De Decize à Dreuzy nous n’avions plus qu’à nous hâter, ce que nous fîmes, car à l’exception de Châtillon-en-Bazois nous ne trouvions sur notre route que de pauvres villages, où les paysans n’étaient pas disposés à prendre sur leur nécessaire, pour être généreux avec des musiciens dont ils n’avaient pas souci.

À partir de Châtillon nous suivîmes les bords du canal, et ces rives boisées, cette eau tranquille, ces péniches qui s’en allaient doucement traînées par des chevaux me reportèrent au temps heureux où, sur le Cygne avec madame Milligan et Arthur, j’avais ainsi navigué sur un canal. Où était-il maintenant le Cygne ? Combien de fois lorsque nous avions traversé ou longé un canal avais-je demandé si l’on avait vu passer un bateau de plaisance qui, par sa verandah, par son luxe d’aménagement, ne pouvait être confondu avec aucun autre. Sans doute madame Milligan était retournée en Angleterre, avec son Arthur guéri. C’était là le probable, c’était là ce qu’il était sensé de croire, et cependant plus d’une fois, côtoyant les bords de ce canal du Nivernais, je me demandai en apercevant de loin un bateau traîné par des chevaux, si ce n’était pas le Cygne qui venait vers nous.
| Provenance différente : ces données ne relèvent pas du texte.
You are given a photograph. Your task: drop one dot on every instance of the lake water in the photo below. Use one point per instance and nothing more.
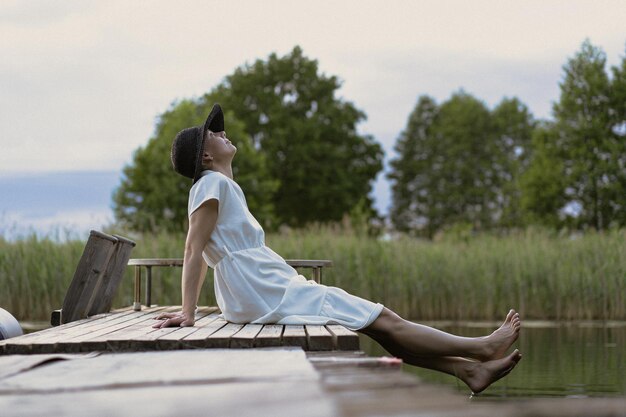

Comme nous étions à l’automne, nos journées de marche étaient moins longues que dans l’été, et nous prenions nos dispositions pour arriver autant que possible dans les villages où nous devions coucher, avant que la nuit fût tout à fait tombée. Cependant bien que nous eussions forcé le pas, surtout dans la fin de notre étape, nous n’entrâmes à Dreuzy qu’à la nuit noire.